晴天かつ爽やかな初夏の一日になると思い一応長袖ながら薄着で出かけたらどんどん冷え込んできてびっくり。にっかり青江役・佐野真白さんが
「大阪は寒い」と書いていらしたのを読めばよかった。
本来なら「維伝」のあと、そして「天伝」の前、すなわち2年前に上演されるはずだった「綺伝」リベンジ公演に行ってきました。

綺伝新歌舞伎座
駅に直結した会場なので雨に降られずにすみました

本公演はコロナの影響で当時取りやめになったとはいえ、
「ステ本丸の物語(報告書)を別の本丸の歌仙たちが読む」という設定で急遽書き換えられた「科白劇」が別途上演されており、それをわたしも千穐楽配信&Blu-rayで観て筋書きは承知していたのですが、それだけに今回は細かな差異が楽しめました。
重要なものとしては遡行軍、というより黒田官兵衛の狙いが言明されるとか。
さほど重要でないものとしては、歌仙の嗜む「歌」と篭手切がれっすんしている「歌」について、前回は歌仙が同じものかと勘違いして篭手切が説明に困っていたのに、今回は歌仙が「きみの歌とぼくの歌は違うんだろう?」と予防線を引くと篭手切が「案外通ずるものがあるかもですよハッハッハ」と言い、歌仙も「ふむ。そうかもしれないハッハッハ」と受け入れるとか。

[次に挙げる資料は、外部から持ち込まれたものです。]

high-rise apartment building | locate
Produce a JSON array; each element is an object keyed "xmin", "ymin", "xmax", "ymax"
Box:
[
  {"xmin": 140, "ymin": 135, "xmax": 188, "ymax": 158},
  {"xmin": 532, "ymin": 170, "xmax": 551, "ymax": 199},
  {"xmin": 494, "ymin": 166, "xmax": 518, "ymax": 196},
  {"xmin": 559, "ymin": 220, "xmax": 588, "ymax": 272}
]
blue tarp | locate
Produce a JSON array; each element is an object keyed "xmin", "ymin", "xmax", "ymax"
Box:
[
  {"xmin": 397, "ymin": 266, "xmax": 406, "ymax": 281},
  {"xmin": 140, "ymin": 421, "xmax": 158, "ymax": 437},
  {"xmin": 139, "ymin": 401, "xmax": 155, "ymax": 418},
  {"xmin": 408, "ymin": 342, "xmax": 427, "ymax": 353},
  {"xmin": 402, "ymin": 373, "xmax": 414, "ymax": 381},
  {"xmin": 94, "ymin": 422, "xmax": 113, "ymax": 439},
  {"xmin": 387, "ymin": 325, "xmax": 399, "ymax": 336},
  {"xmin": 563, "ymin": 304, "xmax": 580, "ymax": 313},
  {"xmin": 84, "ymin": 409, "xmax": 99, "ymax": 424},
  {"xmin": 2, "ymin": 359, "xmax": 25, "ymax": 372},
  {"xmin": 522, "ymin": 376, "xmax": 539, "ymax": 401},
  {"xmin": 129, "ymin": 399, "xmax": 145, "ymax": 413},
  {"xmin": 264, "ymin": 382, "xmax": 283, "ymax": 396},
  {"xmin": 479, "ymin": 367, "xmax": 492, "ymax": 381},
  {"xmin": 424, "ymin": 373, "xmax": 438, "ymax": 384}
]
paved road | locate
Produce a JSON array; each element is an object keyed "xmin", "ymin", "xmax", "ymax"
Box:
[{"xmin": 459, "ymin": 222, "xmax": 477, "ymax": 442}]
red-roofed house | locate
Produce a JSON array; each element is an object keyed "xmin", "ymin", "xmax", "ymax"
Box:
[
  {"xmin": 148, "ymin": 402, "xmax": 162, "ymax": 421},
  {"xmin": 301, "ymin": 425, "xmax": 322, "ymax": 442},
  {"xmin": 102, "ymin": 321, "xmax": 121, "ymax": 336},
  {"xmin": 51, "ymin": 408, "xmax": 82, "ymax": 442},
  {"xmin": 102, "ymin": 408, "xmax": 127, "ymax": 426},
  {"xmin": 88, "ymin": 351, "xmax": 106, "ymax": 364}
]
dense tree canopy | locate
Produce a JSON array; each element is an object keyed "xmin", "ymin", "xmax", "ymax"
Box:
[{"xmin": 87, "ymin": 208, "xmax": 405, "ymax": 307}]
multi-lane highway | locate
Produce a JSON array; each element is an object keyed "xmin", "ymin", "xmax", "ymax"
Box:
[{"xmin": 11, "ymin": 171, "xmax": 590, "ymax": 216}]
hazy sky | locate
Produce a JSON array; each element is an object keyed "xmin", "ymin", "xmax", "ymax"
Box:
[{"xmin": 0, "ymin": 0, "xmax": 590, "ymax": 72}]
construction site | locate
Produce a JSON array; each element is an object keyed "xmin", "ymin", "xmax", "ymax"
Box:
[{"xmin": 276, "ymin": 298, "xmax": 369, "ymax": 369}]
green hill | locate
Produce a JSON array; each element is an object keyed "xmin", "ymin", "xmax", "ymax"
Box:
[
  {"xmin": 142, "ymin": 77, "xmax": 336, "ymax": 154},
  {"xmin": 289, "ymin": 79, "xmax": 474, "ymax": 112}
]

それらの差異は科白劇に加工するにあたり元の脚本から削除された部分が復活したのか、それとも既にこの物語を知っている観客に向け、新たにつけ加えられた要素なのか、それは今一つわたしにはわからないことなのですが。
変更された上映順すら利用しようとしてるんじゃないか? と制作側の意図を勘ぐってしまうのです。諸々重ねて観続けてきて、本シリーズの解釈など自分の手にはあまるなとしみじみ感じています。

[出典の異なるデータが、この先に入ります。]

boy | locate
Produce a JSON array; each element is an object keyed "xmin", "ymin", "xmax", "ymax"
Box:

ので、以下は相変わらずネタバレとか関知しないただの感想文。

綺伝のぼり
俳優名ののぼりが立っていていかにも歌舞伎座という感じ

好き! 新歌舞伎座

初めての刀ステがステージアラウンド東京だったのでわたしの感覚がおかしいとは思うのですが、大阪の新歌舞伎座、最初の印象は
「コンパクトで見やすい!」でした。

わたしの席はいわゆる「ドブ席」(1階前方、但し花道より下手側・外周寄り)で、
・俳優が花道を通るときは内側を向くので背中を向けられてしまう席
・座席から舞台を見る際、花道で視界が遮られ見通しが悪い席
というふうに諸々のガイドには書かれてあったのです。舞台全体は見えないので初見には向かないがその演目に精通している慣れた観客が、普段めったに見られない俳優の背中側の演技を楽しむにはいい、みたいな。
が、実際に座ってみると花道よりぐっと高さがあり、隣にほかの観客がいらっしゃらないぶん、そのまま舞台上まで視界が開けてよかったです。
なんとなく、パリコレの通路脇みたいに足元から見上げるイメージがあったんですよね。それだと舞台の方は見えないなあと覚悟していたのですが。

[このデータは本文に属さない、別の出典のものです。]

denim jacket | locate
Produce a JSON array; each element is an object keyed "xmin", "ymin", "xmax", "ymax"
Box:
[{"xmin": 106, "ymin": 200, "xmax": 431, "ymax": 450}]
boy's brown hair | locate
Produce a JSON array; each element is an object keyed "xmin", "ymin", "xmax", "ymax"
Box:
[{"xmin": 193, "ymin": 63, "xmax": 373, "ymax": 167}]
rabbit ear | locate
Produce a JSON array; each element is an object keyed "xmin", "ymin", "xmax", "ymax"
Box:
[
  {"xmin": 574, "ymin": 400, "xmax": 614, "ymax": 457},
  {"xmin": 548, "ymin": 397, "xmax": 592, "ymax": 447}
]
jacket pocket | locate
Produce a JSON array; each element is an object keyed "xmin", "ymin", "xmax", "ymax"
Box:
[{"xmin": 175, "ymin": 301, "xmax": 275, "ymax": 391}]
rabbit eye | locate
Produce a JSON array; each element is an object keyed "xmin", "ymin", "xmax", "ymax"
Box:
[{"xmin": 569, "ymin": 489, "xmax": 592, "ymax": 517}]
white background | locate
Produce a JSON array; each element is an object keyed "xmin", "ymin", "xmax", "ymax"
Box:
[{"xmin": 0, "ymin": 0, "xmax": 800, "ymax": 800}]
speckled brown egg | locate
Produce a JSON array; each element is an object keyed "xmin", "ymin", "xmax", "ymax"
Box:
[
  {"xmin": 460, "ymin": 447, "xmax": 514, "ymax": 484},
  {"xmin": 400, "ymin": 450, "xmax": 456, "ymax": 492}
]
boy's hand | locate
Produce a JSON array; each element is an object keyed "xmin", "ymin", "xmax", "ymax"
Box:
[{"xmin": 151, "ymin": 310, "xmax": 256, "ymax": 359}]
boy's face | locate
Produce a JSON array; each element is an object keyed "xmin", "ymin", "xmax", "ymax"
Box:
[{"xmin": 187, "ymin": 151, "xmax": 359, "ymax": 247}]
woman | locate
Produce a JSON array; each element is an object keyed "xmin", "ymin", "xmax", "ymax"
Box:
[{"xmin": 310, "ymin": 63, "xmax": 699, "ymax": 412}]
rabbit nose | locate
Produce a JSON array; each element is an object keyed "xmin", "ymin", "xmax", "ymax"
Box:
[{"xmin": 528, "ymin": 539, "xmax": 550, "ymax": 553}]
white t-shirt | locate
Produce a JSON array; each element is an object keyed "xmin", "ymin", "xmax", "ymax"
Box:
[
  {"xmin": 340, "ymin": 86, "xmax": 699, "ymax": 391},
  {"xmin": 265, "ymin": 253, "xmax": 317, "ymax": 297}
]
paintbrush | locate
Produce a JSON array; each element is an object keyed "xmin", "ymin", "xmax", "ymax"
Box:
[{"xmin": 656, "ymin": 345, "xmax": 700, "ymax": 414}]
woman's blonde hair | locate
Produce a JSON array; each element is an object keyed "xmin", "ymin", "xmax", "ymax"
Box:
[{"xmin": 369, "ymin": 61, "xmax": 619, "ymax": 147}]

蓋を開けてみれば、探索のため熊本の城下を巡る男士たち、それを阻止せんとする遡行軍やきりしたん大名らが花道を駆け抜ける度、古今様の長い衣装の裾をはためかせる風を感じたり、木の床を荒々しく踏む振動でこちらの座席が少し揺れるほどの臨場感。
また、花道上にも小さなせり(すっぽん)があるのですが、これがふと気づくとくろぐろと奈落への口を開けていて、演者の皆さんが近くを通る度どきどきしたり。
「悲伝」で三日月宗近の登場に明治座のすっぽんを使った演出家なので、今回もこのすっぽん、何か意味があるのかなあと勘ぐったり(今回は2度使われました)。

振動とはまた違いますが、音響も素晴らしかった。みんな声がいい。顔もいいけど声がいい。あの迫力ある殺陣の連続の中で、みんな声をはりつつ、それでも一つ一つの台詞がはっきり聞き取れます。しかもそこに感情がしっかりとのっていて、芝居を妨げない。音、声、大事だと思うんですよ。生だと熱演のあまり声が割れてしまうことがあるけど、今回そんな人は一人もいらっしゃいませんでした。どんどん物語に引き込まれていきました。
最後は万雷の拍手。カーテンコールには何度も応じてくださいました。何回あったかな……? 記憶が不確かですが4回くらいあったような気がします。スタンディングオベーションになったのが3回めあたりかな。

刃以て語らおう

「科白劇」での抑制がここにきて弾けでもしたのか、と思うくらい殺陣はすごかった。まあステの殺陣はいつもすごいのですが。

全員素晴らしかったので誰がどうと言い難いのですが、役柄、山姥切長義の練度がめちゃくちゃに上がっています。「慈伝」がレベル1、そこから「科白劇」の長義が特60~70くらいとして、今回はカンストではと。
「慈伝」の山姥切国広に、まさに伯仲せんとするかのような激情。黒田孝高への抑えきれない嫌悪と、国広への愛憎半ばする煮えたぎるような想い。自分が苦戦するのではなどという考えはかけらも浮かばないという絶対の自信。堂々たる演技でした。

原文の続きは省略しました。